Delivery system for implanting prosthetic heart valves that enables easier insertion into the heart and secure anchoring. The system has a telescoping configuration with multiple adjustable flexure radii. It uses a heart valve capsule that can be collapsed and extended to fit inside smaller vessels. The capsule is attached to the distal end of the first catheter. The heart valve is loaded inside the capsule and released at the implant site. The system allows independent adjustment of flexure radii in the catheters, relative axial movement, and capsule rotation.
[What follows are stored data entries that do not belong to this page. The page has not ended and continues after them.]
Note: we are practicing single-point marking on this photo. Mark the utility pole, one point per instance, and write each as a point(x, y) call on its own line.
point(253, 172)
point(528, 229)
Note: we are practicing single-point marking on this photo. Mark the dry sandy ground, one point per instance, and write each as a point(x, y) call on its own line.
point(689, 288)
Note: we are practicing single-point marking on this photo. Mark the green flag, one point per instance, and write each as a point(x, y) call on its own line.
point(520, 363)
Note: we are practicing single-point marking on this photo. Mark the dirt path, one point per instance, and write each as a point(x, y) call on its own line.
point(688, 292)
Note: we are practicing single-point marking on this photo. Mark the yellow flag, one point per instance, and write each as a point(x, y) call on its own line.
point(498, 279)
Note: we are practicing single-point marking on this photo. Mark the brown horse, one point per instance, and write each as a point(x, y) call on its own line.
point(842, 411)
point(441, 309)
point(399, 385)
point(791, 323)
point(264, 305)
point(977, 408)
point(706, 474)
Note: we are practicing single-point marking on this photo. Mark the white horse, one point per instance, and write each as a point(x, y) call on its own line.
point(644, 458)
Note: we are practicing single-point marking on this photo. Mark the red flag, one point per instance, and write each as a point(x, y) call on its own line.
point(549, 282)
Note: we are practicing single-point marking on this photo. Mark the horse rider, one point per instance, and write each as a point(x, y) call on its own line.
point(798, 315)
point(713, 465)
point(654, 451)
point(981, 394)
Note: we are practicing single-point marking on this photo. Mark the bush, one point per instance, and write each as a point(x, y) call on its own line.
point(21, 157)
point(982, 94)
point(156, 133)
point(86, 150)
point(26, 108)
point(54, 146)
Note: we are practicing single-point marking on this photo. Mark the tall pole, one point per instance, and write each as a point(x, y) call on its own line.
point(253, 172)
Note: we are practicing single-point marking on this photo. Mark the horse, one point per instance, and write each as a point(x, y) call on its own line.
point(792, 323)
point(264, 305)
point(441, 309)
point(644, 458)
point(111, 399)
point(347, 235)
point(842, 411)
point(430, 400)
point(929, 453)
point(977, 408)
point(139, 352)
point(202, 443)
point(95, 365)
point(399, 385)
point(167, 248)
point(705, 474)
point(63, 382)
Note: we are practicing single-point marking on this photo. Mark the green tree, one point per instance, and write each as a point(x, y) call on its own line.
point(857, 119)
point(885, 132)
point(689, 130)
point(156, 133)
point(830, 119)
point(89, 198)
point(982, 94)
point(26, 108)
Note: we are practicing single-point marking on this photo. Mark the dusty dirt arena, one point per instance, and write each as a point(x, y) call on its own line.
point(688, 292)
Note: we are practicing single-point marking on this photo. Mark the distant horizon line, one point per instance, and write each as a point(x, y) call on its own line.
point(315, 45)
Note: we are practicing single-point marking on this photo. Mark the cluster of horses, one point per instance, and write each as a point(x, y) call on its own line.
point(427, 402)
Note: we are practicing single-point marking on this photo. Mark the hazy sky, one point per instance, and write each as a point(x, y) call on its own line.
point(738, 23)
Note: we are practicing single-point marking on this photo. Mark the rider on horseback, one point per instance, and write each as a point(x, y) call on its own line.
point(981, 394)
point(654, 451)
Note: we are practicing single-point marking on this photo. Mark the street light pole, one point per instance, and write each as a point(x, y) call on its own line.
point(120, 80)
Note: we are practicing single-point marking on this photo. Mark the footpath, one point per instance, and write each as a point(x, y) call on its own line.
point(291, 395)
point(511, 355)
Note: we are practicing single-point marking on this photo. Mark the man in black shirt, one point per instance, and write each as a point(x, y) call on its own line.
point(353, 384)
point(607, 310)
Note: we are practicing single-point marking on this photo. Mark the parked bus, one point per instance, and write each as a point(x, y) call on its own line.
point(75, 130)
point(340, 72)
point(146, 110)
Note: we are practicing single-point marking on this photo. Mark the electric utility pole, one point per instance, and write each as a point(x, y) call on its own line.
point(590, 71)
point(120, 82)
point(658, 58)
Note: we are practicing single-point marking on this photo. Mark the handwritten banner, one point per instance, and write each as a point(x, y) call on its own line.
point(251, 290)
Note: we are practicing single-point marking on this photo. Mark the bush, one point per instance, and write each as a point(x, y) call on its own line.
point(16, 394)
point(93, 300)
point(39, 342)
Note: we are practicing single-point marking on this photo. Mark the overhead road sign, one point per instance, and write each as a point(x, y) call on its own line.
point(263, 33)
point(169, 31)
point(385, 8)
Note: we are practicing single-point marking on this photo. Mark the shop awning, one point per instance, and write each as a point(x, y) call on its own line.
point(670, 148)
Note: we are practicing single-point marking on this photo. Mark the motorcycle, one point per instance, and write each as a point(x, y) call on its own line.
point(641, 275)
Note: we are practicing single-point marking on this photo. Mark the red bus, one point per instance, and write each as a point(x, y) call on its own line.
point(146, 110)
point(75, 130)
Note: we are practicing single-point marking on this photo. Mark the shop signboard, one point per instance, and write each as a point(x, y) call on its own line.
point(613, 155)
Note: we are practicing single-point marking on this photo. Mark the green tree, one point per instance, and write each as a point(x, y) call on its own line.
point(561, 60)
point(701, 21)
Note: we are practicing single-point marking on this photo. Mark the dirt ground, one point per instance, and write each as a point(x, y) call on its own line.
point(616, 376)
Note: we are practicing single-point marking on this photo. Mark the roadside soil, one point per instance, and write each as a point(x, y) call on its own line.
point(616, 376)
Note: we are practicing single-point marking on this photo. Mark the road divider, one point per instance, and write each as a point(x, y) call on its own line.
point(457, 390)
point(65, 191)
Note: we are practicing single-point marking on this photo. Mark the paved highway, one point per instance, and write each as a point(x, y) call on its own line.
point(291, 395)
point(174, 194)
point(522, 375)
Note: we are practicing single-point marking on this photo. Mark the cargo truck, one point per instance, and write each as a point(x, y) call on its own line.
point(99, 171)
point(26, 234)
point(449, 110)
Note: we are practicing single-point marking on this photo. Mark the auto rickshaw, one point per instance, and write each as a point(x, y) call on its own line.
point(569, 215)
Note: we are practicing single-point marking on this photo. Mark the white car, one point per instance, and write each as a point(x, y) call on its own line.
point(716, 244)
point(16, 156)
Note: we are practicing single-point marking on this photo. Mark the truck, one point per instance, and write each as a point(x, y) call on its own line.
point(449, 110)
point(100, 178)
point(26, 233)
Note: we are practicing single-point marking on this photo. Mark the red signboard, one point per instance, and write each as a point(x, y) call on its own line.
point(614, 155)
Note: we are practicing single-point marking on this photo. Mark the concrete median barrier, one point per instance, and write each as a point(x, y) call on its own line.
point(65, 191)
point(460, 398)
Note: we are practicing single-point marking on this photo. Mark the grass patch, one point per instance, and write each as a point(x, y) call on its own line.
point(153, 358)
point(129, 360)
This allows maneuvering the valve to the implant site and securing it without protruding excessively into the heart chambers.

A delivery system for collapsible prosthetic heart valves that enables more precise and flexible implantation, especially in cases where the apex entry point and annulus alignment are misaligned. The system has an articulating joint that allows the sheath to pivot transversely to the longitudinal axis. This allows the valve to be repositioned while collapsed. A restrictive sheath can lock the joint in place when extended longitudinally. This prevents accidental pivoting during delivery. The restrictive sheath retracts to release the joint for pivoting. This allows the valve to be repositioned mid-delivery to better align with the annulus.

Heart valve delivery system that enables controlled expansion of a self-expanding prosthetic heart valve from a delivery sheath to prevent jumping and ensure precise deployment. The system has a delivery catheter with a sheath that slides relative to the catheter to advance the valve. This prevents uncontrolled expansion from the valve's inherent outward force. A retaining mechanism keeps the valve connected to the catheter after deployment. It can be a fork system or sutures that allow adjustment before releasing the valve.